Note that these are URL paths, rather than full URLs – this is so I could check the same set of URLs against the live site, a local build, or a staging site like a Netlify Deploy Preview.

This is what the shell script looks like:

BASE_URL="${BASE_URL:-https://alexwlchan.net}"

ERRORS=0

for path in $(grep ^/ paths_to_check.txt)
do
  url="$BASE_URL$path"
  echo -n "Checking $url... "

  STATUS_CODE=$(curl \
      --output /dev/null \
      --silent \
      --write-out "%{http_code}" \
      "$url")

  if (( STATUS_CODE == 200 ))
  then
    echo "$STATUS_CODE"
  else
    echo -e "\033[0;31m$STATUS_CODE !!!\033[m"
    ERRORS=$(( ERRORS + 1 ))
  fi
done

if (( ERRORS != 0 ))
then
  echo -e "\033[0;31m!!! Errors checking URLs!\033[m"
  exit 1
fi

First I’m setting the base URL which will be prepended to the paths. The ${BASE_URL:-https://alexwlchan.net} sets a default value using shell parameter expansion. If I set a BASE_URL environment variable, that will be prepended to all the paths; if I don’t, it uses the URL of my live site as a default value.

The grep ^/ looks for lines that start with a /, which filters out empty lines and comments.

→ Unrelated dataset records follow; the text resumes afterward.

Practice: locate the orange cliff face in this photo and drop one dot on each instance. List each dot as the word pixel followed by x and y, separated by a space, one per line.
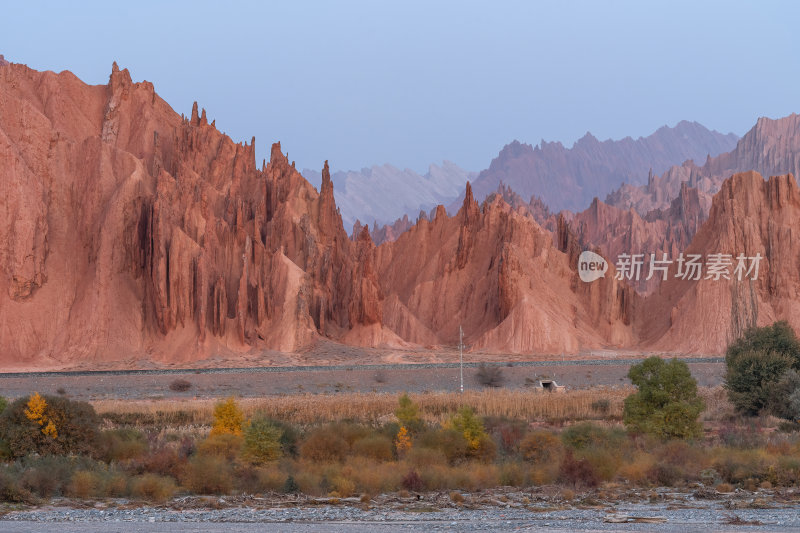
pixel 132 232
pixel 750 216
pixel 129 232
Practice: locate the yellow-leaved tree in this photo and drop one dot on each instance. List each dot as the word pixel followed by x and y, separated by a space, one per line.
pixel 403 441
pixel 228 418
pixel 35 410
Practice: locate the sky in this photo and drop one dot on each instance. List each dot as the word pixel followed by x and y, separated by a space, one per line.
pixel 413 83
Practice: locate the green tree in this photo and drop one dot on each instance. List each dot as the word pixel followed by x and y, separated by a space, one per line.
pixel 262 441
pixel 784 397
pixel 756 363
pixel 666 404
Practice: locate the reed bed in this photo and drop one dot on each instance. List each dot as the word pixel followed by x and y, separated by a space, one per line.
pixel 306 409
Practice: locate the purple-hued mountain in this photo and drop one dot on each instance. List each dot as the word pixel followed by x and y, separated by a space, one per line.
pixel 569 178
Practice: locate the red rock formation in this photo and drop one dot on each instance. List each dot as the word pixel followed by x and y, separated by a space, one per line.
pixel 129 232
pixel 748 216
pixel 497 273
pixel 387 232
pixel 613 232
pixel 128 229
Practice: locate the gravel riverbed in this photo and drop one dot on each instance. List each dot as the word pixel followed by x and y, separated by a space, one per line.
pixel 661 510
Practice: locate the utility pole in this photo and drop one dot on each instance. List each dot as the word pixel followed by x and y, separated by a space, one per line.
pixel 461 354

The echo -n prints the URL without a newline. This means that when we print the status code further down in the script, the status code appears on the same line as the URL. This is what the output looks like:

Checking https://alexwlchan.net/... 200
Checking https://alexwlchan.net/articles/... 200
Checking https://alexwlchan.net/contact/... 200
Checking https://alexwlchan.net/does-not-exist/... 404 !!!

I’m printing the URL before I call curl, so that if something goes wrong I can easily see what URL was being checked at the time – rather than guessing about what I think curl was checking.

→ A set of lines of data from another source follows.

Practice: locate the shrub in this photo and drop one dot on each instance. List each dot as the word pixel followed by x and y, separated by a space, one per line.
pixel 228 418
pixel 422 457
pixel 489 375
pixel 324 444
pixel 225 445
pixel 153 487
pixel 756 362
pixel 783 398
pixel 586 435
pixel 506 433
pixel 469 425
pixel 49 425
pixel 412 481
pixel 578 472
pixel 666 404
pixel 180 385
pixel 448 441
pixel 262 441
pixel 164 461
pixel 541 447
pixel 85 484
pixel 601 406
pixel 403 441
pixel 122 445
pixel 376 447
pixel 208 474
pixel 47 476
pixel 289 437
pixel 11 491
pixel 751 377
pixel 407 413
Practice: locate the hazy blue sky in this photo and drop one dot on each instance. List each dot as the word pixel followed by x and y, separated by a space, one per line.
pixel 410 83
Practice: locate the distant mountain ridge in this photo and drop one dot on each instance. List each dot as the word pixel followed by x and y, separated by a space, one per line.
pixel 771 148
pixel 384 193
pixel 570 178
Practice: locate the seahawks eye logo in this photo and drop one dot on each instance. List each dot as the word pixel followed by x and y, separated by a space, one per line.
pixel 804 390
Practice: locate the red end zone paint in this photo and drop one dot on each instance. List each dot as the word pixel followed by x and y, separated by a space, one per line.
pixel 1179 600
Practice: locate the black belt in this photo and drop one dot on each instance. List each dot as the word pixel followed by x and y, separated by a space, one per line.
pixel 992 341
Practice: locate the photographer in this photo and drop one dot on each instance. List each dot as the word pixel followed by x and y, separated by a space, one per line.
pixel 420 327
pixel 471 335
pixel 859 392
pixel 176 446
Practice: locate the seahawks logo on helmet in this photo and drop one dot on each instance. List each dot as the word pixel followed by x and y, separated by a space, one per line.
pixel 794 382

If the status code is bad, it prints a warning for that URL and uses arithmetic expansion to increment the ERRORS variable. The \033[0;31m…\033[m is using ANSI escape codes to print red text in my terminal, and those escape codes are enabled with echo -e.

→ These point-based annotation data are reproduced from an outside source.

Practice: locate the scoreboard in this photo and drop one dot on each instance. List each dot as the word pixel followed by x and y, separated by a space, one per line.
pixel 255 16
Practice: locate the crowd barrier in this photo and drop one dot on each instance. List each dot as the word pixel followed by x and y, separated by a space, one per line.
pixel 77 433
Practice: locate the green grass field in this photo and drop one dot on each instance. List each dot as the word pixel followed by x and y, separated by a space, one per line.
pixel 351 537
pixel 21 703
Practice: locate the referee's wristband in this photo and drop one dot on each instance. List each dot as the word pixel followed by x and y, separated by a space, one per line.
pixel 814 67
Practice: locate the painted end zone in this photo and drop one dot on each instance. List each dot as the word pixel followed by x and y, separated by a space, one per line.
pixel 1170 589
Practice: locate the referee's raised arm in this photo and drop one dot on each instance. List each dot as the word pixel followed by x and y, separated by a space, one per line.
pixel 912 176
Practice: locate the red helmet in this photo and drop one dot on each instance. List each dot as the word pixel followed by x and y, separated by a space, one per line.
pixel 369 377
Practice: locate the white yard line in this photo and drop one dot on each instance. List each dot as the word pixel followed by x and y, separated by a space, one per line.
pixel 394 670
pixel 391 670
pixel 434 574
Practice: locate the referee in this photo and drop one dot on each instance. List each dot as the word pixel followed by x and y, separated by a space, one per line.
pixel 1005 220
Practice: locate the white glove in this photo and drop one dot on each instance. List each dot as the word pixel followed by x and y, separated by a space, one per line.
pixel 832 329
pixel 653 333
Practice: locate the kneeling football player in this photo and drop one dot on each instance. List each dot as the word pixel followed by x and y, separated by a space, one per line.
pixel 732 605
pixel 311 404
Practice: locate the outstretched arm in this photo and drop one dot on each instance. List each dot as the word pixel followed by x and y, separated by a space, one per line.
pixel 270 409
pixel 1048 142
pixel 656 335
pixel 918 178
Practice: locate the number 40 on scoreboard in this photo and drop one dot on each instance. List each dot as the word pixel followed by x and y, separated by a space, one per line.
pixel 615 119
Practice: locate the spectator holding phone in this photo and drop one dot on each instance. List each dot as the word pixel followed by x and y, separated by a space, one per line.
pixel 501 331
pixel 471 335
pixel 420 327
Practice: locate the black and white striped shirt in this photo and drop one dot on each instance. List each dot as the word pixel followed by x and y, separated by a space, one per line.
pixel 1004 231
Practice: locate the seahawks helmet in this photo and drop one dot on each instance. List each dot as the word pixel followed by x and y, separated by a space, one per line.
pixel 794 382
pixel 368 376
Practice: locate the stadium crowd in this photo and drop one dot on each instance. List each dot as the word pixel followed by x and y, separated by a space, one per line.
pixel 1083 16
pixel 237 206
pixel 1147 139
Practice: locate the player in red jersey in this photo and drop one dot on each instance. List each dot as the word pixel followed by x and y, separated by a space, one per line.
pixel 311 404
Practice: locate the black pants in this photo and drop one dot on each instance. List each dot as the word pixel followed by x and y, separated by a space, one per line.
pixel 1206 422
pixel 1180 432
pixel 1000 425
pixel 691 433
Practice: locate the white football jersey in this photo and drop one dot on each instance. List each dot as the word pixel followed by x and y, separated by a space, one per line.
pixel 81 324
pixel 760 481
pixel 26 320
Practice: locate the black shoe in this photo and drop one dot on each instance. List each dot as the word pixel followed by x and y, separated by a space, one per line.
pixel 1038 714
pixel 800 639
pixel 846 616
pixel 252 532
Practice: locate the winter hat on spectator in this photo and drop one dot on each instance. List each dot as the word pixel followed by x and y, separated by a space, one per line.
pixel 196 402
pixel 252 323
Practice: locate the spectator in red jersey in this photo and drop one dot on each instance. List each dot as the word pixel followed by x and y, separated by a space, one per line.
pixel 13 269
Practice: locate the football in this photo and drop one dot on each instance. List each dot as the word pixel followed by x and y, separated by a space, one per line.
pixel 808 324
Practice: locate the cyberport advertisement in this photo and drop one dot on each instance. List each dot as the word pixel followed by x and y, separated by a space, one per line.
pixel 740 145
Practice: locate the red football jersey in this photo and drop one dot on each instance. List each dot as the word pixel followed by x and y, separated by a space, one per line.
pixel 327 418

In an earlier version of this script, I had it fail as soon as it found a broken URL. I changed this to count errors in ERRORS so I could see every URL that was failing, rather than just the first.

Why curl?

There are lots of ways you could solve this problem, so why did I pick bash and curl?

I picked them because I already had them both installed, and they’re installed on a lot of systems. Whether it’s a family member’s computer or a fresh EC2 instance, I like to work with the built-in tools as much as I can. It means I can get started immediately, and I don’t have to worry about breaking somebody else’s system. If I log on to a random computer in 2022, I can be fairly sure bash and curl will be available.

My own computer is heavily customised and has a lot of extra tools installed, but I think the ability to log into a random system and do useful work is a valuable skill. Writing this script was a good opportunity to practice.